Spotted Tail claimed that as the conference was being held the U.S. Army Corps of Engineers was diverting waters from the Missouri River that would naturally flow to the tribes of the Sioux Nation to other users.
“They are totally disregarding our treaty rights,” Spotted Tail said.
He said engineers are following rules established by the 1944 Flood Control Act but are ignoring the Winters Doctrine precedent that has been in place since 1908.
The Winters doctrine came from the case of Winters v. United States in 1908, when the Supreme Court ruled that when the United States creates an Indian reservation it implicitly reserves sufficient water to fulfill the purposes of the reservation, with the water claim priority date established as of the date of the reservation, according to a presentation by David Ganje of the Ganje Law Office in Rapid City.
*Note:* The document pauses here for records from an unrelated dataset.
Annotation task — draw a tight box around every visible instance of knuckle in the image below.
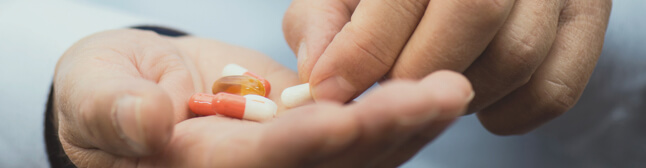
[348,24,396,69]
[384,0,428,18]
[543,80,579,120]
[459,0,513,23]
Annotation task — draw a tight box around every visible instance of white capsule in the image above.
[280,83,314,108]
[242,94,278,121]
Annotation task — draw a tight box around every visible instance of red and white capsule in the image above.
[188,92,278,121]
[222,64,271,96]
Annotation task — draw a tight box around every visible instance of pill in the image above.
[211,75,266,96]
[222,64,271,96]
[188,92,278,121]
[280,83,314,108]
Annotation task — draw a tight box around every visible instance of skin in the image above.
[283,0,612,135]
[54,30,473,167]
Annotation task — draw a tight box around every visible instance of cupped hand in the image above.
[54,30,473,167]
[283,0,611,135]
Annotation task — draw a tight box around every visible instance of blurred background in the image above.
[0,0,646,168]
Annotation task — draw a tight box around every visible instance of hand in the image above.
[54,30,473,167]
[283,0,611,135]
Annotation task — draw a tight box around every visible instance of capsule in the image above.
[222,64,271,96]
[211,75,267,96]
[188,92,278,121]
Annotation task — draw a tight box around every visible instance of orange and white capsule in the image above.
[188,92,278,121]
[222,64,271,96]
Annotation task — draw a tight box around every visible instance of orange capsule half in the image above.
[211,75,267,96]
[222,64,271,97]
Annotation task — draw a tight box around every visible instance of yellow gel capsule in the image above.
[212,75,265,96]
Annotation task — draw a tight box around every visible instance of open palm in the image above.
[54,30,473,167]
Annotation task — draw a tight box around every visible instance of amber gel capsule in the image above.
[188,92,278,121]
[211,75,267,96]
[224,64,271,97]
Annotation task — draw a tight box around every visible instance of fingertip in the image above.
[420,70,475,118]
[137,88,175,154]
[312,76,357,102]
[109,87,174,156]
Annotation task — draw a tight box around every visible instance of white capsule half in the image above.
[242,94,278,121]
[222,64,249,76]
[280,83,314,108]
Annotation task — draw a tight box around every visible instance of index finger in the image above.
[309,0,429,102]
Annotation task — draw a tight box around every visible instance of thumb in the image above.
[57,78,174,156]
[283,0,359,82]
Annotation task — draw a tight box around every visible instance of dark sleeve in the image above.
[44,25,188,168]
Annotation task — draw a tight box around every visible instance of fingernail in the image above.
[112,95,146,154]
[296,42,307,61]
[296,42,309,82]
[312,76,357,102]
[467,90,476,103]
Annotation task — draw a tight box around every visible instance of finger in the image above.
[328,71,473,167]
[478,0,611,135]
[283,0,359,82]
[54,30,193,160]
[389,0,515,79]
[309,0,428,102]
[464,0,563,112]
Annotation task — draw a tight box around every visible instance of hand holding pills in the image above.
[53,30,473,167]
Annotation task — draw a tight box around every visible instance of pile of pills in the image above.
[188,64,313,122]
[188,64,278,121]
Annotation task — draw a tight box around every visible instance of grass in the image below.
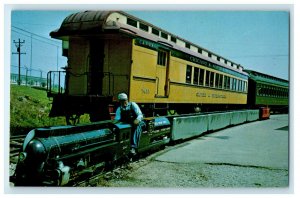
[10,85,66,135]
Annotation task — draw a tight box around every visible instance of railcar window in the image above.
[127,18,137,27]
[160,32,168,39]
[232,78,236,91]
[224,75,227,89]
[185,65,192,84]
[194,67,199,85]
[152,28,159,36]
[140,23,149,32]
[238,80,242,91]
[229,77,234,90]
[157,49,167,66]
[215,73,220,87]
[171,36,177,43]
[199,69,204,85]
[219,74,223,89]
[205,71,210,87]
[209,72,215,87]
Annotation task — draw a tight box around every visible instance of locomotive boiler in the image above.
[14,117,170,186]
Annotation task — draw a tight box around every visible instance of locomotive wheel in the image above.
[66,114,81,125]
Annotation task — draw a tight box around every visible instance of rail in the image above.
[47,71,66,96]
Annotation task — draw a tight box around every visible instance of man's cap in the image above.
[118,93,128,100]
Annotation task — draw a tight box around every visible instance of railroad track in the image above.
[9,135,26,175]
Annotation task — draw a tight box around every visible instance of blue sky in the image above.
[11,10,289,79]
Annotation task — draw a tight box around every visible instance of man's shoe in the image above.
[130,148,136,155]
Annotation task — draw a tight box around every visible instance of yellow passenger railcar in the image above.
[48,11,248,121]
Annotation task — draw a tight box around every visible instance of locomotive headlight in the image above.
[19,152,27,162]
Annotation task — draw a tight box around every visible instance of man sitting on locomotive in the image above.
[115,93,146,154]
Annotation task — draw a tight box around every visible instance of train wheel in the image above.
[66,114,81,125]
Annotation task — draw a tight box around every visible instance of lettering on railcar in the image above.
[196,92,206,97]
[141,88,150,94]
[196,92,226,98]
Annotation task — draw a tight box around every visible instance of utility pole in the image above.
[13,39,26,85]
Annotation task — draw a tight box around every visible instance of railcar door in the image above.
[155,49,170,97]
[88,40,104,95]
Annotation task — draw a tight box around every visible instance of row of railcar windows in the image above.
[127,18,240,68]
[257,85,289,98]
[186,65,247,92]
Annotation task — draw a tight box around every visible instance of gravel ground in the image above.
[98,149,289,188]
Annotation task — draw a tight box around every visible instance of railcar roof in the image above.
[50,11,248,76]
[244,69,289,87]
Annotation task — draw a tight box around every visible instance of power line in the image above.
[11,25,59,44]
[11,30,60,47]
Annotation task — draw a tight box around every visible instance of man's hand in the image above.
[111,120,119,124]
[133,119,140,125]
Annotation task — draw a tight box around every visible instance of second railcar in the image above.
[245,70,289,113]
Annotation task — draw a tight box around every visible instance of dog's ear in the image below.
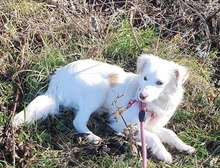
[137,54,152,74]
[174,65,189,87]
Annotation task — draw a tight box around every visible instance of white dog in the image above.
[14,54,195,162]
The Supreme Court ruled that the right to use water flowing through or adjacent to the Fort Berthold Indian Reservation was reserved by the treaty establishing the reservation. Although the treaty did not mention water rights, the court ruled that the federal government intended to deal fairly with Native Americans by preserving their water, Ganje wrote in his presentation.
“We need enough water to supply the reservation for what it was created for and to preserve enough for future use,” he said.
The Great Plains Tribal Water Alliance and the The Seven Council Fires of the Great Sioux Nation are working toward a federal congressional hearing to lay claim to what is rightfully theirs, using the help of water law experts and attorneys, Spotted Tail said.
“The theme of this whole meeting is to formulate a strategy after the meeting for a hearing, utilizing the knowledge provided by our water rights experts and attorneys,” he said.